No one smiles every waking moment. With Brewer, it just seems that way.
“You walk in here some days when you’re not feeling too good or down a little bit and he comes in smiling for no reason,” teammate Ty Lawson said. “One day, I said, “Why are you smiling?” He said, ‘I don’t know.’ He’s a people person just loving life.”
Brewer attributes his sunny disposition to his father Ellis, who was known around Portland as Pee Wee.
“He was a little runt when he was a baby,” Corey said. “They called him Pee Wee and it just stuck with him.”
Pee Wee Brewer supported his family by any means necessary, working in a ladder-making factory and a slaughterhouse and harvesting crops on the farm. He later took over the trash route handed down by his late brother.
Heart problems slowed the elder Brewer, and diabetes forced doctors to remove his left leg when Corey was playing at Florida.
“When he got his first leg cut off, he would still go on his trash route,” Corey said. “He’d tell his two guys what to pick up and what houses to go to. He knew every house in his mind.”
Pee Wee later lost his other leg and gradually went blind because of medical problems related to diabetes. Corey returned to Portland for a week after his father died last Feb. 5. He scored 19 points in a Nuggets victory on the day after the funeral.
“I’m always thinking about him,” said Brewer, who points to the sky after the national anthem each game. “I always look up at him. He liked to watch me and my brother play sports. He was just a happy-go-lucky guy.”
Brewer has always embraced his father’s outlook on life, and the rewards have been plentiful. In addition to winning consecutive NCAA titles at Florida, he earned an NBA championship ring while playing for the Dallas Mavericks in 2010-11.
“I’m definitely blessed,” he said. “Every time I’m on the court it’s a blessing. But it’s also happiness. You play a sport and get paid to play basketball. It’s the best life in the world.”
It’s an attitude that Brewer, 26, now tries to instill in younger teammates such as Jordan Hamilton, a 22-year-old who is adjusting to the ups and downs inherent to the NBA. It might come in the form of a pep talk on the bus or an extra workout session on the practice court.
“Corey, he’s like my mentor and older brother,” Hamilton said. “He’s helped me out a lot.
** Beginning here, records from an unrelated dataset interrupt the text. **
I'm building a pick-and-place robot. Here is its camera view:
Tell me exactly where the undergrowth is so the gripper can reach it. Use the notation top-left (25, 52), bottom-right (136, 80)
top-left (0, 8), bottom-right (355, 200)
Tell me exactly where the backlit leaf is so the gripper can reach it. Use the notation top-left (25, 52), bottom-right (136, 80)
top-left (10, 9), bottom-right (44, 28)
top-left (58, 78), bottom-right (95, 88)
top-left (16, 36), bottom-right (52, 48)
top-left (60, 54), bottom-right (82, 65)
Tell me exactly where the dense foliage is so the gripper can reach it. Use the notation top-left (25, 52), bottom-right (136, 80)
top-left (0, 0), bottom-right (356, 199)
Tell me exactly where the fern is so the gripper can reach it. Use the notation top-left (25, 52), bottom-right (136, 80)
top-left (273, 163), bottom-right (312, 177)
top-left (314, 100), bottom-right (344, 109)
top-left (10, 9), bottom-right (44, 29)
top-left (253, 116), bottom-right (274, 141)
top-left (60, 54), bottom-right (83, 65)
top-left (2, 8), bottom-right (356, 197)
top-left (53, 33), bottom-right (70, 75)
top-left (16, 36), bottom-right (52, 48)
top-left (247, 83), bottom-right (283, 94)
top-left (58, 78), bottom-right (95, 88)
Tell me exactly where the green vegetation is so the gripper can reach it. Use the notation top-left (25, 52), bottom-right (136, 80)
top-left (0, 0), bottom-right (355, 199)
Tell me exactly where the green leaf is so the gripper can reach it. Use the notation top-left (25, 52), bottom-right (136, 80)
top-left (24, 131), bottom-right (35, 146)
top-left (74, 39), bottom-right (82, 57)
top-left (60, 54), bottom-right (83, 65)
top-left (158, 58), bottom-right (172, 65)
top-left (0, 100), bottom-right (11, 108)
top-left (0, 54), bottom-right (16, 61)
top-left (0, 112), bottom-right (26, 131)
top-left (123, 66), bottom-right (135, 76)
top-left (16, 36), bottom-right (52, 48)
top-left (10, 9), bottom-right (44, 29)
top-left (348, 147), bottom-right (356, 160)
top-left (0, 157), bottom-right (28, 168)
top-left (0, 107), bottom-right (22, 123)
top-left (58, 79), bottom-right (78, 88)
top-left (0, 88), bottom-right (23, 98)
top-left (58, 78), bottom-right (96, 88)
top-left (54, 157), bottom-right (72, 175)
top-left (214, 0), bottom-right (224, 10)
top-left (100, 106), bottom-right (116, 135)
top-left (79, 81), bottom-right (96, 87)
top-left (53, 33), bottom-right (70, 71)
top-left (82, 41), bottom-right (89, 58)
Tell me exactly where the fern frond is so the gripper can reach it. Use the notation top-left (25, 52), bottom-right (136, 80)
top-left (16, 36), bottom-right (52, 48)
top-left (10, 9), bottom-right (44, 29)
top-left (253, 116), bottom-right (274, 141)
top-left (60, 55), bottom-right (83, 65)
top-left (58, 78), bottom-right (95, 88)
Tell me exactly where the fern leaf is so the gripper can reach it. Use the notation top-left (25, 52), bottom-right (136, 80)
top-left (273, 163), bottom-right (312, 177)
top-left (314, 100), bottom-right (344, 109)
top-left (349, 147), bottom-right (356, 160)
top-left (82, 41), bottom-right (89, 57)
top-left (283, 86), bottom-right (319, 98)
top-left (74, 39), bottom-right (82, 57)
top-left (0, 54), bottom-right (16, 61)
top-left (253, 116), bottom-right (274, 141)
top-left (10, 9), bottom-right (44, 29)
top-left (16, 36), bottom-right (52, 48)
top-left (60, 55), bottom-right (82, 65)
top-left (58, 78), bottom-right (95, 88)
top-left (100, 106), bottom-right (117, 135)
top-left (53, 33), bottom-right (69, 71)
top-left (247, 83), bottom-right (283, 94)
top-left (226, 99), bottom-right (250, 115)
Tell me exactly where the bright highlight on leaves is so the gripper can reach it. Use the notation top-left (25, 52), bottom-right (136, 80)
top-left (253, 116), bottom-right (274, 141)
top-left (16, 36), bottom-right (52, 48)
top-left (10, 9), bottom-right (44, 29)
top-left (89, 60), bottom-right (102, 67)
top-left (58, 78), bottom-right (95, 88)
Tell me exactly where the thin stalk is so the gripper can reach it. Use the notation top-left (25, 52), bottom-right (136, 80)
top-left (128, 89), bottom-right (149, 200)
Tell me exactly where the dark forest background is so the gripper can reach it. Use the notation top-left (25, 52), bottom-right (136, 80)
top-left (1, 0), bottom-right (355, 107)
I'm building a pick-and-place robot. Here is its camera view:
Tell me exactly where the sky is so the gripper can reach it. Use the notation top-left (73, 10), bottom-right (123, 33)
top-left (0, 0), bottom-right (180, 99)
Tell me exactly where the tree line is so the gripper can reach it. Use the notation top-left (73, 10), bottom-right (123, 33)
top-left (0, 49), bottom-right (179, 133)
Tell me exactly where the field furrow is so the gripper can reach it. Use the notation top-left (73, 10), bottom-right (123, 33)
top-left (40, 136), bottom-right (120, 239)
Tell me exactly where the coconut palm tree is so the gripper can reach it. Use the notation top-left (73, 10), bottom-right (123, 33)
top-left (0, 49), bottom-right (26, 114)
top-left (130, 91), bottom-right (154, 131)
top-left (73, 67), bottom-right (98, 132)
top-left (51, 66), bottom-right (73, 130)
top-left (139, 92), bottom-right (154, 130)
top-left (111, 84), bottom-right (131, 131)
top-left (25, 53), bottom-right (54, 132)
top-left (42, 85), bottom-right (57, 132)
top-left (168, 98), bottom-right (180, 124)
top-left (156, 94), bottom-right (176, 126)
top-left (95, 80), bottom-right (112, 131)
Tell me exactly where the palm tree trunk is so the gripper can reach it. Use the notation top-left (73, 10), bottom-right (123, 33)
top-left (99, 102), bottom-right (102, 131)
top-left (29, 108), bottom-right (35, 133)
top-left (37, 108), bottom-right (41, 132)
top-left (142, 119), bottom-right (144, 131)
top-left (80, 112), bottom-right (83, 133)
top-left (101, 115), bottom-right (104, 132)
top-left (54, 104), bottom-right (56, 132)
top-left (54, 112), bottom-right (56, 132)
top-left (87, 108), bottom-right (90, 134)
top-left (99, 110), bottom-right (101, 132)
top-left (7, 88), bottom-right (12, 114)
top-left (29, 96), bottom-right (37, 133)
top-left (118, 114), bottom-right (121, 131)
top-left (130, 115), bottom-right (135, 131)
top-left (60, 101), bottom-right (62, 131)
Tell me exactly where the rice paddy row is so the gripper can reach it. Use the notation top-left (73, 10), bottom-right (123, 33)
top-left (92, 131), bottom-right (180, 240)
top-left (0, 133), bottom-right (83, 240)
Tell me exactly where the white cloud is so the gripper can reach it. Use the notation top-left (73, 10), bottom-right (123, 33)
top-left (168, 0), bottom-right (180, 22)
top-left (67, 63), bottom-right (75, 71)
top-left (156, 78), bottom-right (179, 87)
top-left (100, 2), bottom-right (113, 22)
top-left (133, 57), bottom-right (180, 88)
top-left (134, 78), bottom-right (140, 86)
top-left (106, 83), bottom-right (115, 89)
He’s a great dude. Words can’t explain how much he’s helped me.”
Brewer is also helping the Nuggets in their push for a 10th consecutive playoff appearance.
After leading the team in scoring during the preseason, Brewer averaged 11.6 points, 3.1 rebounds and 1.33 steals as part of Denver’s dynamic second unit. During a four-game stretch from Dec. 3-9, he averaged 18.3 points and added seven steals.
“He’s definitely a team player,” Lawson said. “He’s a great teammate, works hard, gets everything done and keeps a light energy in the locker room.”
Brewer’s production is even more impressive when you consider that he’s four years removed from tearing the anterior cruciate ligament in his right knee. Built like a greyhound (6-foot-9, 188), he is running the floor as well as he has in his first five NBA seasons.
“I feel like I’m faster,” he said. “I might be faster and jump higher. They do miracles now. It used to be ACL surgery (meant) it was over for you. Now, you come back stronger.”
And for that the Nuggets are grateful.